O jornal publicou-a no site da Lupa, uma suposta agência de checagem da veracidade das informações divulgadas pela imprensa. Isto depois que a tal agência, mantida em parceria com a Revista Piauí, com sua elevada autoridade autoconferida, examinou um vídeo, no qual, o artista num estúdio de gravação, brinca com amigos, ao inventar um personagem que teria nascido no Oriente Médio, chamado Ahmed. Ao qual, Chico, fazendo uso da sua riqueza de imaginação, atribui a verdadeira autoria de suas músicas. A Lupa, aparentemente teve de realizar exaustivo exame no vídeo para identificar a brincadeira. E, poder, depois, proclamar num título: “É falso que Chico Buarque compra músicas de compositores anônimos”. Quem diria, não é mesmo?

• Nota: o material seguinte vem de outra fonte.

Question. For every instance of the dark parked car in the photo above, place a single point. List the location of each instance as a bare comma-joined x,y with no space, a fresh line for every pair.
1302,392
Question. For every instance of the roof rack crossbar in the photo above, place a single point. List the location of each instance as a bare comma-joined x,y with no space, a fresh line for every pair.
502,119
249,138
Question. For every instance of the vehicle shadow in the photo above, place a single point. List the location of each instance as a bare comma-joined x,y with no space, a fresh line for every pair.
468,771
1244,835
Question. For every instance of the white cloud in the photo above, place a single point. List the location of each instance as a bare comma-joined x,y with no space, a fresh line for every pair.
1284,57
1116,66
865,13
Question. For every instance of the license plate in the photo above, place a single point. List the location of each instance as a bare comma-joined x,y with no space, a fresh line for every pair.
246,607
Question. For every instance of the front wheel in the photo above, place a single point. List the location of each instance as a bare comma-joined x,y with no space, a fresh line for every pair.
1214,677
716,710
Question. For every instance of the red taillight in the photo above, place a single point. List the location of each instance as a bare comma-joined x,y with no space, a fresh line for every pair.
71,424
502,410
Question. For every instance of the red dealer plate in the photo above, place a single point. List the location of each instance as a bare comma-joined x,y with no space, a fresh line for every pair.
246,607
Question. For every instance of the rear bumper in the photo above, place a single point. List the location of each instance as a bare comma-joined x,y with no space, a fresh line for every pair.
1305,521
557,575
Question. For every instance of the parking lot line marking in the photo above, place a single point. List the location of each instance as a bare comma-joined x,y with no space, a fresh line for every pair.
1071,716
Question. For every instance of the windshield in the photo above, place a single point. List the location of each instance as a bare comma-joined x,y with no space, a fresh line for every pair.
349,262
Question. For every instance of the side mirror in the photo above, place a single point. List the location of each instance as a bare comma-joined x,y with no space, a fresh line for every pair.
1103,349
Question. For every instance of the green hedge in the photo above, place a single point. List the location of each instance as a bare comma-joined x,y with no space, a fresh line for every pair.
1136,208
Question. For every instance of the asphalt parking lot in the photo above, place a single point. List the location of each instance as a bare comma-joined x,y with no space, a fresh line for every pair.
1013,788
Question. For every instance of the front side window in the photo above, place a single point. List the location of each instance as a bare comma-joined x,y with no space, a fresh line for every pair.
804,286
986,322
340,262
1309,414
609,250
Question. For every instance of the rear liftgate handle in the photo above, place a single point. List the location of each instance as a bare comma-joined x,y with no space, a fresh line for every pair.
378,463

Houve quem acreditasse – e o jornal levou a sério – que Chico poderia comprar músicas de outra pessoa, quando o vídeo apareceu na internet. Fazer o quê? Obrigar o artista a se submeter à autoridade moral da Folha de São Paulo para afastar a suspeita de desonestidade? Logo Chico que, com 20 anos, inventa música na hora em que Blota Júnior, apresentava-lhe qualquer palavra, escolhida a esmo, desafiando-o a lembrar-se de alguma letra de música gravada na qual a palavra aparecesse. Chico, naquele programa da TV Record, chamado “Esta noite se improvisa”, embromava o apresentador, criando composição nova, apenas para, na sua letra, também inventada ali, enfiar aquela palavra. Este nível de criatividade, depois foi largamente demonstrada nos 50 anos seguintes, da produção de Chico. Ele precisaria do aval da Folha de São Paulo? Chico que, nos duros anos da Ditadura Militar, manteve sua correção e coerência artísticas, solidário com seu povo, na Ditadura Militar, e, por isto foi perseguido e asfixiado como artista e cidadão, a ponto de ter de procurar na Itália, segurança para si e para sua família? Enquanto a Folha de São Paulo, renegava seus compromissos com a democracia, com a ética, e, até com a Humanidade, emprestando seus veículos para o transporte de presos políticos da oposição, submetidos à tortura. No seu prédio, na Alameda Barão de Limeira, instalou delegacia de polícia política a fim de controlar seus funcionários e defender-se da oposição clandestina. E entregou a produção das matérias de sua coirmã, a Folha da Tardes, à polícia política para que fossem forjadas falsas notícias de atropelamentos de opositores políticos, de fato, mortos sob tortura, nas delegacias.
Aos 76 anos de idade, consagrado, com o Prêmio Camões, como grande artista da canção e da Língua Portuguesa, Chico precisa se subordinar à falsa autoridade deste jornal?